Why do this problem?
This problem offers great opportunities for mental arithmetic and estimation. It can also be used as an opening to discussing the order of operations.
Possible approach
This printable worksheet may be useful: Can you make 100?.

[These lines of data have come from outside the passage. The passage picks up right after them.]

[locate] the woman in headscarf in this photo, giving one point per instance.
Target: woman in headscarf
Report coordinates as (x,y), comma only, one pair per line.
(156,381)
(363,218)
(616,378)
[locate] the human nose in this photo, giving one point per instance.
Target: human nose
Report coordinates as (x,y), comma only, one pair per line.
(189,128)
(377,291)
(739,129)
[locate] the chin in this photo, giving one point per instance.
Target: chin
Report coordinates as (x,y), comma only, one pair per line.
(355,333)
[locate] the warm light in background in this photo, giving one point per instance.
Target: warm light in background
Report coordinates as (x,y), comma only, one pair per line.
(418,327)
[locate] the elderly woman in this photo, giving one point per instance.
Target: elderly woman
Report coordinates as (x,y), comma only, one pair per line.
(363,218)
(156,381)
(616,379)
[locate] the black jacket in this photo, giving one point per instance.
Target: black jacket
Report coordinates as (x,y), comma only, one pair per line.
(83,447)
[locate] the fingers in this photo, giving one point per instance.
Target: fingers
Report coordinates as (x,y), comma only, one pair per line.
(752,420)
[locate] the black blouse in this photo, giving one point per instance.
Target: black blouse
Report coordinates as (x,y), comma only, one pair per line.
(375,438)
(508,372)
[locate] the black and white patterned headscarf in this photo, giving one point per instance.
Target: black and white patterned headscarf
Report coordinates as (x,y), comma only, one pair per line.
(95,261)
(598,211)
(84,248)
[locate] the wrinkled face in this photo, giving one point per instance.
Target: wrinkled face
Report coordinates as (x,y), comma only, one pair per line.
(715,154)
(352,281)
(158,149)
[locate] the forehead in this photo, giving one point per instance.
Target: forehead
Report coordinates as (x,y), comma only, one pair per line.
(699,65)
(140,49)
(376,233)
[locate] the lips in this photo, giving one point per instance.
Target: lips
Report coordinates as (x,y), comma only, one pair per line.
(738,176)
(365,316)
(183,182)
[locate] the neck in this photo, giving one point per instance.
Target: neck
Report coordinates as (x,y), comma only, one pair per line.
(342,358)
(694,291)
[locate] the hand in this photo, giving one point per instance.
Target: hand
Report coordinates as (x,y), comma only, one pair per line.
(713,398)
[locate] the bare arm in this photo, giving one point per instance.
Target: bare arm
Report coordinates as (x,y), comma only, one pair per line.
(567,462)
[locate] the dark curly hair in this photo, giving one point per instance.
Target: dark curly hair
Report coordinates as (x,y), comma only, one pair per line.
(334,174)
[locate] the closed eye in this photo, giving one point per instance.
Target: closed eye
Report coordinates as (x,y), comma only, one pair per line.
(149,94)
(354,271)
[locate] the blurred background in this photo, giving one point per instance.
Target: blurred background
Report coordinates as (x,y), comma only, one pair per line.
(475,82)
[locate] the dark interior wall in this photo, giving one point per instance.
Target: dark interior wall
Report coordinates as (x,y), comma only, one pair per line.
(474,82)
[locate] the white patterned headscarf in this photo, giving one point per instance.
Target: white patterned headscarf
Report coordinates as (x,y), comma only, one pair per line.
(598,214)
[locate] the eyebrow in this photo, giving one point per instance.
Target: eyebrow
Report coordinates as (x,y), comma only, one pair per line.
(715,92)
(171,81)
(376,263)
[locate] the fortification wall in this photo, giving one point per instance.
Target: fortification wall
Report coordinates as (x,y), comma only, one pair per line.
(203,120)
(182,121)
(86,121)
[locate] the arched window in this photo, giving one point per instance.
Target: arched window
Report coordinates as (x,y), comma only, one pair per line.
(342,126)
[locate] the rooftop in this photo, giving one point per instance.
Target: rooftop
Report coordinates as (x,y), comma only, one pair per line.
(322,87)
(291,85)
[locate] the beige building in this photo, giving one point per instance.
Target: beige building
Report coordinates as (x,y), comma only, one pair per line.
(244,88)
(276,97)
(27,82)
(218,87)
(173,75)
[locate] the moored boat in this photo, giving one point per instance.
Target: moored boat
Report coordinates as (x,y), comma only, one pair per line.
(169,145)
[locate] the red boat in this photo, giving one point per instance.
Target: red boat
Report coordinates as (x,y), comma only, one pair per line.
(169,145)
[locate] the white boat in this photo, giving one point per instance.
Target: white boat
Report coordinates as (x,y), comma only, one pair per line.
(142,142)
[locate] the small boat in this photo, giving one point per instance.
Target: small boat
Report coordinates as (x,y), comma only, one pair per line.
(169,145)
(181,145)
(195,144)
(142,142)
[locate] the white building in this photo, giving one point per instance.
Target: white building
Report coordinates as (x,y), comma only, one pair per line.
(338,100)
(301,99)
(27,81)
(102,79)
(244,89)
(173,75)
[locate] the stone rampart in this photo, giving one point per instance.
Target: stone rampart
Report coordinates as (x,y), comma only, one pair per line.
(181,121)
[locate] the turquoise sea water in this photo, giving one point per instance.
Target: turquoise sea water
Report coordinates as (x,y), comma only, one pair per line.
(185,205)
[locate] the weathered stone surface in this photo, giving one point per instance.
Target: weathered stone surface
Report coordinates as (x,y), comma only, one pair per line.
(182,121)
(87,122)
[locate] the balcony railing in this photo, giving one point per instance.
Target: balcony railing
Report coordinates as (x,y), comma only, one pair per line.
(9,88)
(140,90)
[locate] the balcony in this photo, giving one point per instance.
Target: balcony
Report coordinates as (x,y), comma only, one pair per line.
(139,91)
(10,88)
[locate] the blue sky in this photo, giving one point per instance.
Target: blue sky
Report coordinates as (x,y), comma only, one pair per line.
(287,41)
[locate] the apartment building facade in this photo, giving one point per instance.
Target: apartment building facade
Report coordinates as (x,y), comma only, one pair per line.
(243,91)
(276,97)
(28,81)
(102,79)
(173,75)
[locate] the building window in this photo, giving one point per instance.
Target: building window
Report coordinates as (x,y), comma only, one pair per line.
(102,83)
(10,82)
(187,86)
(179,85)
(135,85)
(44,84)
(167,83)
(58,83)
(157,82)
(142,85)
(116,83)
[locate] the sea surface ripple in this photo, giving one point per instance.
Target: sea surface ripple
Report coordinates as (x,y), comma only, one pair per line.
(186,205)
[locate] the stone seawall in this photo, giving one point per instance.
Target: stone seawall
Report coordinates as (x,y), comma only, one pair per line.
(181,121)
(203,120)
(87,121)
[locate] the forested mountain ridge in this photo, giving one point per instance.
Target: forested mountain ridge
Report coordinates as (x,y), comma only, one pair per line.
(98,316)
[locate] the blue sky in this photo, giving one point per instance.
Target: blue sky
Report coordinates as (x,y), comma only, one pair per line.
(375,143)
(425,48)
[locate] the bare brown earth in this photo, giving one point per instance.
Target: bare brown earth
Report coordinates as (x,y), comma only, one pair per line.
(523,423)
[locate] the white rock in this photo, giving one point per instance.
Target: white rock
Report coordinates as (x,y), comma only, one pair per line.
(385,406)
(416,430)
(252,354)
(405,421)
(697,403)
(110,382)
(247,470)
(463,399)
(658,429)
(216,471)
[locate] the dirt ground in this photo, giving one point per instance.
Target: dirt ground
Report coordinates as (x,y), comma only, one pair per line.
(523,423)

Display the numbers $1$ - $9$ on the board and ask the children to add them up. (They might do this in any order, perhaps noticing that pairs from either end add to $10$.) As they explain their working, record it in order on the board, for example:
Key questions
What operation miight you use to make the result bigger?
Which numbers less than $100$ is it possible to make?
What other questions can you suggest?
Do you get the same answer every time from your string of calculations? If not, why don't you?